The Colorado wildfires – like every disaster from earthquakes to hurricanes – make a parents' preparedness antennas bristle. How prepared a parent are you? How prepared do you need to be?
There are a number of news topics that I read differently now that I am a parent. War stories that involve children are unbearable. Tidbits about work-life balance get extra attention, as opposed to (I’ll admit it) the occasional eye rolls of pre-baby life. And natural disasters of the sort that we’re seeing in Colorado, where fires have displaced tens of thousands of people, are of extra concern – and a bit guilt inducing.
Because I’m an American mom, that’s why.

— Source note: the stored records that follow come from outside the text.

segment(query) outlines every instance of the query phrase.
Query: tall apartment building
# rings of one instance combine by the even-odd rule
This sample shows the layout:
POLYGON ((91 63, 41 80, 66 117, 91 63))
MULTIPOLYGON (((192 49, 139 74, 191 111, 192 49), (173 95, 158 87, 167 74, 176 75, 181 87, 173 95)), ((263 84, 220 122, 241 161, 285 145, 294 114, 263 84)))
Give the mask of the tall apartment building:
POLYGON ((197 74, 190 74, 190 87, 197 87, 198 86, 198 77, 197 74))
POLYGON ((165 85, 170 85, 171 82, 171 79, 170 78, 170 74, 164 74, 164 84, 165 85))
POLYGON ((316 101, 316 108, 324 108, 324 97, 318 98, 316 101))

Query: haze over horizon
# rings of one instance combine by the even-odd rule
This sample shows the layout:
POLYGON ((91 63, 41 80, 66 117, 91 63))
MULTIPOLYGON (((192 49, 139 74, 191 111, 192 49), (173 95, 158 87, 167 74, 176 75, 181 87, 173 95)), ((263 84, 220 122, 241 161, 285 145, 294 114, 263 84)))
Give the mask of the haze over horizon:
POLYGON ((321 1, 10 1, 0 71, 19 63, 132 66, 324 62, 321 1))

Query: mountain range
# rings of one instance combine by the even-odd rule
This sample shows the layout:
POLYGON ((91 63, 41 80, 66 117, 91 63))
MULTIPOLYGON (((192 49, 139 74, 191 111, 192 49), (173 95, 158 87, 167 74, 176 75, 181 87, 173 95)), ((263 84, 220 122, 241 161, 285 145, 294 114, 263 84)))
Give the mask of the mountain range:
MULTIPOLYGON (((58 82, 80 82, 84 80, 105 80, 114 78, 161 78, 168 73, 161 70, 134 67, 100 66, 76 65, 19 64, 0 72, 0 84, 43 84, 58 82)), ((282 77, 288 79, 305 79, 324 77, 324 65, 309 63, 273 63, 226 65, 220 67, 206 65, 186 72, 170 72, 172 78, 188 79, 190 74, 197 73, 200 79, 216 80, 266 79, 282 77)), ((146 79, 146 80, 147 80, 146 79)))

And when I start thinking about what I would do if disaster struck, well, I’m afraid FEMA would give me an F.
The other day, inspired by the wildfires of Colorado (and imagining parents trying to frantically pack up clothes and children and loveys and diapers, not to mention cell phones and vital documents and flashlights that actually have working batteries) I Googled “emergency preparation for families.”
There is no shortage of information on this subject, I tell you.
And none of it made me feel any better.
See, according to everyone from Red Cross to the Centers for Disease Control to the Federal Emergency Management Agency, my family should have an emergency action plan. What if we’re not all in the same place when disaster strikes? What if communication systems are down? How will we find each other?